Model-Agnostic Meta-Learning

Meta-reinforcement learning has achieved significant successes in various applications. Model-Agnostic Meta-Learning (MAML) [FAL17] is the pioneer one. In this tutorial, we will show how to train MAML on few-shot Omniglot classification with TorchOpt step by step. The full script is at examples/few-shot/maml_omniglot.py.
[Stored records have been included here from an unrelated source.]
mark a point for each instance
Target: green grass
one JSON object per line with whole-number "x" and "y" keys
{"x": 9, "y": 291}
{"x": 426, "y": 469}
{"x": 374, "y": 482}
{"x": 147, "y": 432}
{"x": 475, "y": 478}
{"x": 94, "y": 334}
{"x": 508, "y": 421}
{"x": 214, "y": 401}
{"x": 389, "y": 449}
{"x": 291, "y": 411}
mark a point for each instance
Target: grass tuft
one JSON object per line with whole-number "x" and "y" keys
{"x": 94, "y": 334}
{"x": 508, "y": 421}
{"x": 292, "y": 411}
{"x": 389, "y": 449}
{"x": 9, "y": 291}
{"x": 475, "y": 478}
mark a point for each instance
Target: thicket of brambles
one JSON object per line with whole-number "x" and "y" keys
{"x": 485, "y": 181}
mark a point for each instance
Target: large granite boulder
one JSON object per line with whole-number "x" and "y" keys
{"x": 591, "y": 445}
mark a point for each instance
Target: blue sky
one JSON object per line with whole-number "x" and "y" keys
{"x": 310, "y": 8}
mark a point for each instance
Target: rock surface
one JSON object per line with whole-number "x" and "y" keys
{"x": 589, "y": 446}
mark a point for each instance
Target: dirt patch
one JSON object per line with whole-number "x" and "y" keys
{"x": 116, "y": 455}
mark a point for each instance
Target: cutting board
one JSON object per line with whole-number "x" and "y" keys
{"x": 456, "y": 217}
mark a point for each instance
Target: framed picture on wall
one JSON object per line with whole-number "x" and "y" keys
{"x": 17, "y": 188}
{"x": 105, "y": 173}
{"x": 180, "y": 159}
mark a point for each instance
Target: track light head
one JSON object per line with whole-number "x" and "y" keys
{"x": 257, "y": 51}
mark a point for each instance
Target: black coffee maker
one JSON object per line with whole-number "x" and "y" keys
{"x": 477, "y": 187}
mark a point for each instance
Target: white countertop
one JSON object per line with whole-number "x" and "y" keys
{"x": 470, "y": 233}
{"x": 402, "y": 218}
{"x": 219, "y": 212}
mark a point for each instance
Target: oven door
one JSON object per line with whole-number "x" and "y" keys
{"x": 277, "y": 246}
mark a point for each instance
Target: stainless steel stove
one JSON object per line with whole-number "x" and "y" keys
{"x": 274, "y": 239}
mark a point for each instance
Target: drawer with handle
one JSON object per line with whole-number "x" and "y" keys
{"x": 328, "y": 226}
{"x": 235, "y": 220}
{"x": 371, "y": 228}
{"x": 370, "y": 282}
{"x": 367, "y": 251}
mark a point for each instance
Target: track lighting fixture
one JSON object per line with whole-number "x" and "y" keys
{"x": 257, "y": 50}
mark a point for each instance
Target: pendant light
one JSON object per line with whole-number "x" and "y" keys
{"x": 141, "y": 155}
Contrary to existing differentiable optimizer libraries such as higher, which follows the PyTorch designing which leads to inflexible API, TorchOpt provides an easy way of construction through the code-level.

Overview

There are six steps to finish MAML training pipeline:

  1. Load Dataset: load Omniglot dataset;

  2. Build the Network: build the neural network architecture of model;

  3. Train: meta-train;

  4. Test: meta-test;

  5. Plot: plot the results;

  6. Pipeline: combine step 3-5 together;

In the following sections, we will set up Load Dataset, build the neural network, train-test, and plot to successfully run the MAML training and evaluation pipeline. Here is the overall procedure:

Load Dataset

In your Python code, simply import torch and load the dataset, the full script is at examples/few-shot/support/omniglot_loaders.py:

from .support.omniglot_loaders import OmniglotNShot
import torch

device = torch.device('cuda:0')
db = OmniglotNShot(
    '/tmp/omniglot-data',
    batchsz=args.task_num,
    n_way=args.n_way,
    k_shot=args.k_spt,
    k_query=args.k_qry,
    imgsz=28,
    rng=rng,
    device=device,
)

The goal is to train a model for few-shot Omniglot classification.

Build the Network

TorchOpt supports any user-defined PyTorch networks. Here is an example:

import torch, numpy as np
from torch import nn
import torch.optim as optim

net = nn.Sequential(
    nn.Conv2d(1, 64, 3),
    nn.BatchNorm2d(64, momentum=1.0, affine=True),
    nn.ReLU(inplace=False),
    nn.MaxPool2d(2, 2),
    nn.Conv2d(64, 64, 3),
    nn.BatchNorm2d(64, momentum=1.0, affine=True),
    nn.ReLU(inplace=False),
    nn.MaxPool2d(2, 2),
    nn.Conv2d(64, 64, 3),
    nn.BatchNorm2d(64, momentum=1.0, affine=True),
    nn.ReLU(inplace=False),
    nn.MaxPool2d(2, 2),
    nn.Flatten(),
    nn.Linear(64, args.n_way),
).to(device)

# We will use Adam to (meta-)optimize the initial parameters
# to be adapted.
meta_opt = optim.Adam(net.parameters(), lr=1e-3)

Train

Define the train function:

def train(db, net, meta_opt, epoch, log):
    net.train()
    n_train_iter = db.x_train.shape[0] // db.batchsz
    inner_opt = torchopt.MetaSGD(net, lr=1e-1)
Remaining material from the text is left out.